On lève le pouce à 8:30 après avoir plié le camp, avec l’espoir d’avancer vraiment. Un camioneur Tadjik nous avance de 5 miles et après, rien. C’est la misère. Les locaux ne sont pas spécialement hostiles, c’est juste qu’ils nous ignorent.

À 13:00, on abandonne. Il faut qu’on avance. On reprend un bus et un train qui nous amènent plus loin de Los Angeles. Sur la route on passe par Lancaster, un bled sans intérêt à la limite du désert à 100km de L.A. Étrangement, ce bled n’est pas si tranquille que ça. On assiste à une scène surréaliste où un camé excité qui porte des Nikes volés discute avec un gars en fauteuil, extrêmement obèse, qui veut lui refiler un portable. À côté de nous une mamie guatémaltèque très gentille les regarde avec un air inquiet, elle a peur. De l’autre côté, une fille avec des yeux écarquillés lâche des injures sur le fait que le bus est en retard. Conclusion : on dirait que tout le monde est timbré à Lancaster.

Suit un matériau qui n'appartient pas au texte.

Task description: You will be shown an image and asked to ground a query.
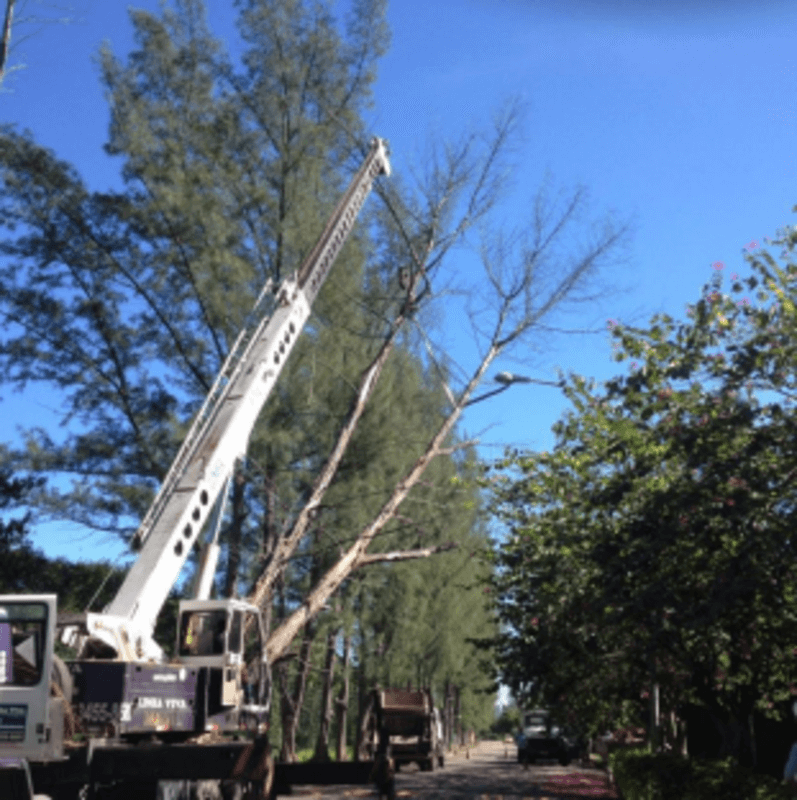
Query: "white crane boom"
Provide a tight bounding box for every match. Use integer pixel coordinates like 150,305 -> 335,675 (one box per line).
73,138 -> 390,660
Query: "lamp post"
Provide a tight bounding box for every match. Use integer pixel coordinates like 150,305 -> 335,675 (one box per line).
465,372 -> 564,407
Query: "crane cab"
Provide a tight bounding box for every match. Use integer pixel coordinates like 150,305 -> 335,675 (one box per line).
176,600 -> 271,725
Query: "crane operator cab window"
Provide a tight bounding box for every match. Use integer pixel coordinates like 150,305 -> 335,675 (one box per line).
0,603 -> 47,687
180,609 -> 227,656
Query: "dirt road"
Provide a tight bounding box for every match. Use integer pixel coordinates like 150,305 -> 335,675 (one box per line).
295,742 -> 617,800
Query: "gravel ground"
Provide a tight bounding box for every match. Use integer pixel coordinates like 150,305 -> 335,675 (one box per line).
282,742 -> 617,800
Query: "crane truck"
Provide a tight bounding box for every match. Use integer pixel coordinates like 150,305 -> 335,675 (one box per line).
0,138 -> 390,800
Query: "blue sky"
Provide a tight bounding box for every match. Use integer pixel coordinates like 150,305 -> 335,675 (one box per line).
0,0 -> 797,559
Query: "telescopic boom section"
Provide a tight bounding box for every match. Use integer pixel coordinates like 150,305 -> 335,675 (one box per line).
98,138 -> 390,658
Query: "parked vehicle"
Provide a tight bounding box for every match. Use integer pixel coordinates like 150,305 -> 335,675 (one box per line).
366,689 -> 445,771
517,708 -> 574,766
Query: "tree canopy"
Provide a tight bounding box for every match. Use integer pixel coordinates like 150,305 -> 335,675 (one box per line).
491,222 -> 797,748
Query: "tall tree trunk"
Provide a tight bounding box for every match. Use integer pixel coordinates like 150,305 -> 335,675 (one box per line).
281,625 -> 315,762
335,633 -> 351,761
0,0 -> 16,86
313,628 -> 340,761
443,678 -> 454,749
454,686 -> 465,747
224,472 -> 246,598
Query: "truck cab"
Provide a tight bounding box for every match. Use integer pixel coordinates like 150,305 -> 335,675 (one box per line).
0,595 -> 64,761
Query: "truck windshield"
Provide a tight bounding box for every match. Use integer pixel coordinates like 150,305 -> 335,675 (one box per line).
0,603 -> 47,686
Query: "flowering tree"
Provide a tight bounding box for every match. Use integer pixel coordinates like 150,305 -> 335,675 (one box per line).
492,223 -> 797,747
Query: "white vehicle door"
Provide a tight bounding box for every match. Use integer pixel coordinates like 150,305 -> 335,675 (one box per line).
0,595 -> 56,761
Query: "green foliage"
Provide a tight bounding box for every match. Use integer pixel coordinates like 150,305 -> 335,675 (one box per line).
492,222 -> 797,732
609,748 -> 794,800
490,706 -> 521,734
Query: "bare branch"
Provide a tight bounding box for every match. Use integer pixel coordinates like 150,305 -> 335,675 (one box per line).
357,542 -> 459,569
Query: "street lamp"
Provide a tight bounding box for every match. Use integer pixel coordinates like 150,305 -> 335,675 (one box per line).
465,371 -> 565,407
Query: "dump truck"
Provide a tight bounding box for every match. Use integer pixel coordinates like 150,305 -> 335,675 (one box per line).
364,688 -> 445,771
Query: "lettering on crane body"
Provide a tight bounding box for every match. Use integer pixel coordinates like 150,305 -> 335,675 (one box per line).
138,697 -> 188,710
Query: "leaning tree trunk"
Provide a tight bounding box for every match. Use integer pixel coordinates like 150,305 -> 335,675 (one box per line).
335,633 -> 351,761
224,471 -> 246,597
313,628 -> 340,761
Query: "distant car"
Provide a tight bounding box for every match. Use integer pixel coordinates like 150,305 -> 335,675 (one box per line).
517,708 -> 577,766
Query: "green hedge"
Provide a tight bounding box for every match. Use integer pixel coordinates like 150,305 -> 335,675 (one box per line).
609,748 -> 795,800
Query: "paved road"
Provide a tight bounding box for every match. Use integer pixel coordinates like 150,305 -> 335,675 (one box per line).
295,742 -> 617,800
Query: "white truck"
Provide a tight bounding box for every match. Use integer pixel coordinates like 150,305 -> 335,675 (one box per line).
0,138 -> 390,800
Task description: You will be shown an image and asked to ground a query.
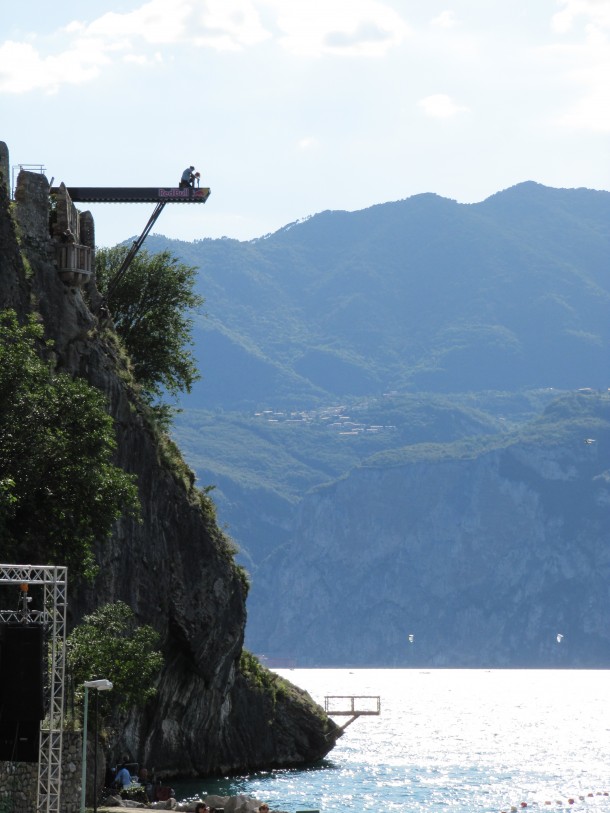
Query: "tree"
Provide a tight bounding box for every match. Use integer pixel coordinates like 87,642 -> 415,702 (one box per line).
0,311 -> 138,576
95,246 -> 204,401
66,601 -> 163,709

Finalement, on se fait poser par le bus à Mojave, une toute petite ville du désert qui marque le début de la route qui doit nous emmener jusqu’au lac Tahoe. Mojave est une ville étonnante, elle aussi. C’est un désert venteux et un lieu de passage. Il y a une voie ferrée très utilisée, une route importante, et même un aéroport ! L’aéroport est très grand mais est un peu particulier. Il sert de lieu de test et d’astroport (c’est officiellement un astroport !) pour des vols extra atmospherique, notamment pour feu le Spaceship de Virgin Galactic. Le lieu sert aussi de cimetière pour des avions de ligne. Les avions atterrissent ici puis sont stockés et démentelés ici, dans le désert.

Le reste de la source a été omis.